Just doing some @grassrootsoccer and @pcskillz HIV limbo to teach kids the risk of having older sexual partners #GrassrootSoccer #HIV #AIDS
When I first applied to be a PCV, my recruiters, PCV friends, and just about everyone I talked to, told me not to have ANY expectations for my service.
So of course I couldn’t help but have a plethora of things to expect from my lack of amenities, to my site, or even my actual job. One thing I completely blanked on was my host family.
Growing up, I had a fairly rocky relationship with my family back in the states. Just like anyone, there were times when I would be absolutely embarrassed by my parents out in public. And I had the occasional outburst with my brothers. But over the years, and especially during college, I would find myself growing to love all the weirdness that seemed to encompass my family. Before I hopped on that plane to head to staging, I never thought that I would tear up saying my goodbyes. Yet, that’s exactly what happened.
As I gave my mother one last hug, I broke down.

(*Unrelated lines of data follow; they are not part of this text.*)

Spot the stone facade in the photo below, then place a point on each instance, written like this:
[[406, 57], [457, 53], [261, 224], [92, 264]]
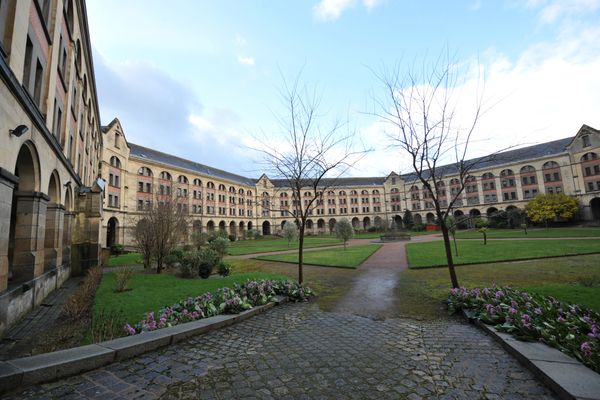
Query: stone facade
[[50, 149], [217, 200]]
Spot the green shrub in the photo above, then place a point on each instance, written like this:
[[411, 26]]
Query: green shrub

To fully grasp the reality that I would not be able to hug my family, to grab lunch with them, to eat my mother’s fantastic home-cooked meals, to binge watch House of Cards with them, or to be face to face with them for an entire 27 months, made everything real. This was the moment my mother was dreading when I first told her two years before that I wanted to apply for Peace Corps. And with that I said my goodbyes and turned away to leave my family for 27 months.
Fast forward to Lesotho
As I arrived into my training village, I was bombard by my new host mother where I would be smothered with love for the next 10 weeks. I was her son and she made everyone in the village know it. I had heard about overbearing mothers, but man oh man; I was not prepared in the slightest. I quickly discovered that in Basotho culture, if a mother yells at her son, it’s a form of endearment. Just like with my folks back in the states, I eventually warmed up to ‘M’e Matumo’s signs of affections. And after the end of the 11 weeks of PST, as I said my goodbye, ‘M’e Matumo told me I would always be Tumo Temahane. I would also be her son.
It’s weird to think that in the short of amount of time that I had spent in Ha Mabekenyane, I had grown and learned so much about myself, Basotho culture, the Sesotho language, and all the life lessons my ‘m’e had taught me. I will always look back on those moments spent drinking a beer watching the Orlando pirates, cooking papa and moroho, late night Sesotho lessons, or our nightly routine of walking to my door and hugging her goodnight.
It’s even weirder to think that I’ve already been living in Ha Mokotoko for almost double the amount of time I spent in my training village. My current host mother is the most relaxed, gentle soul, you would ever meet. Yet when she is working during the day, get out of the way! This woman will be up before the sun rises and will be out in the fields, feeding the chickens, donkey, and bull. She’ll be collecting firewood to have enough fire to boil water for the daily activities. She’ll be sweeping, moping, cleaning until the cows come home (literally)! And she too has taught me things I will never forget. She’ll always be the one who taught me to slaughter chickens, how to plant a thriving garden, how to herd the bull without getting run over, how to bua Sesotho hantle (speak Sesotho well), and how to gain the confidence to go into my community and do my best to integrate.
She always jokes that I am the son she never had. Back in the states, I never had a sister. Now in Lesotho, I have four. Along with my sisters, I have a multitude of nieces, nephews, more cousins than I can count or remember their names. For the next 19 months, to my family, I’ll be known as Teboho Theko, I’ll be known as Uncle T, and they will always be known as lelapa la ka.
When I left America, I only had one family. When I leave Lesotho, I will leave with three.
Just another story in the life of PCV.